Old Dominion said July and August tonnage rose by 18.8 percent and 19 percent, respectively, over the same periods in 2013. Given that September is considered the strongest month of the quarter, it is possible that yesterday's guidance may prove conservative.
In a statement, David S. Congdon, Old Dominion's president and CEO, said the revisions "reflect our ongoing expansion in market share while maintaining our price discipline." Old Dominion's daily tonnage growth has accelerated throughout the year, Congdon said.
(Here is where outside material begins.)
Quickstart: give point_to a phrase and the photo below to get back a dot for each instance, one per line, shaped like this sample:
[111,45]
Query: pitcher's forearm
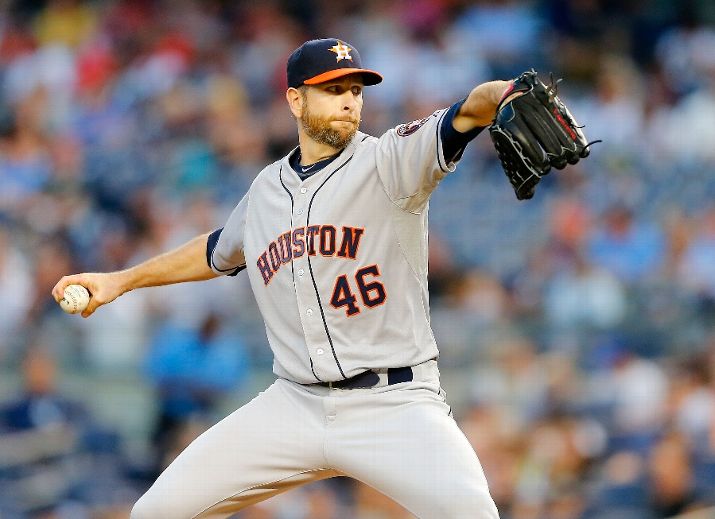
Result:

Old Dominion's forecasts give industry watchers a more real-time glimpse into LTL market conditions than waiting for the company's quarterly financial results. A pickup in industrial activity, as measured by yesterday's strong August reading on manufacturing from the Institute for Supply Management (ISM), is spurring demand in general for LTL services. Gains in the second quarter came in part from pent-up demand as more traffic was pushed into April and May following inclement winter weather. However, Old Dominion's tonnage results are due as much to the company's ability to grab share as an improvement in macro conditions.
Still, a rising tide appears to be lifting other boats. Darren Hawkins, president of YRC Freight, the long-haul LTL unit of YRC Worldwide Inc., said in a phone interview that the company's volumes would remain strong for the rest of the year. Hawkins added that contract negotiations with large accounts—which represent the bulk of YRC Freight's business—are producing yields that are "well above historical norms."
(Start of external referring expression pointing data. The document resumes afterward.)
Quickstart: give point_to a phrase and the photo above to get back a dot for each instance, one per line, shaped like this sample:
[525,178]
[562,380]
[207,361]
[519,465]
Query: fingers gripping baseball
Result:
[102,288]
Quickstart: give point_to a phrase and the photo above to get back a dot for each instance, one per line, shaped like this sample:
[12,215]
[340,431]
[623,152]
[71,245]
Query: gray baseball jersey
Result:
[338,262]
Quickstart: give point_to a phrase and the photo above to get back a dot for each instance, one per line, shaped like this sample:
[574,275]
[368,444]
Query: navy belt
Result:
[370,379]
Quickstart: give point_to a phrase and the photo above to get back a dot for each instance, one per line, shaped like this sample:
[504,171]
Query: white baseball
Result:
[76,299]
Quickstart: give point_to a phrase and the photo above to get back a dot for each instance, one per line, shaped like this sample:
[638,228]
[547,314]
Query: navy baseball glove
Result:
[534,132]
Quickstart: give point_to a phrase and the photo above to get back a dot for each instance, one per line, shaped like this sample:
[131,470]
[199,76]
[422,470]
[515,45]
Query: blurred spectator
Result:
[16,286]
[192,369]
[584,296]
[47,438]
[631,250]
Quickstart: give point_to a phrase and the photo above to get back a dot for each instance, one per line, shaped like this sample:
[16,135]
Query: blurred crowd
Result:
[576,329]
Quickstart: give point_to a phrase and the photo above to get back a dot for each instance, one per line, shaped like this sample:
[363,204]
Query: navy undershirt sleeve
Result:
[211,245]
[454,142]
The surge in second-quarter traffic pulled YRC Freight's physical network out of alignment during the quarter, the company has said. As a result, YRC Freight had to rely more heavily on costly purchased transportation services from the railroads. The network got back in sync around July 4, Hawkins said. In August, the company converted terminals in Houston, Seattle, and Memphis to breakbulk facilities capable of consolidating shipments from satellite terminals and repositioning equipment for outbound service. This network change will increase efficiencies, reduce miles travelled, and improve density, Hawkins said.
Today, purchased rail transportation is used judiciously and not as a reactive measure to protect shipment transit times against the delivery variability of a misaligned network, Hawkins said.
YRC Freight has recently added 2,500 employees, according to Hawkins. Of those 1,000 are drivers and 1,500 are working in dock operations, he said.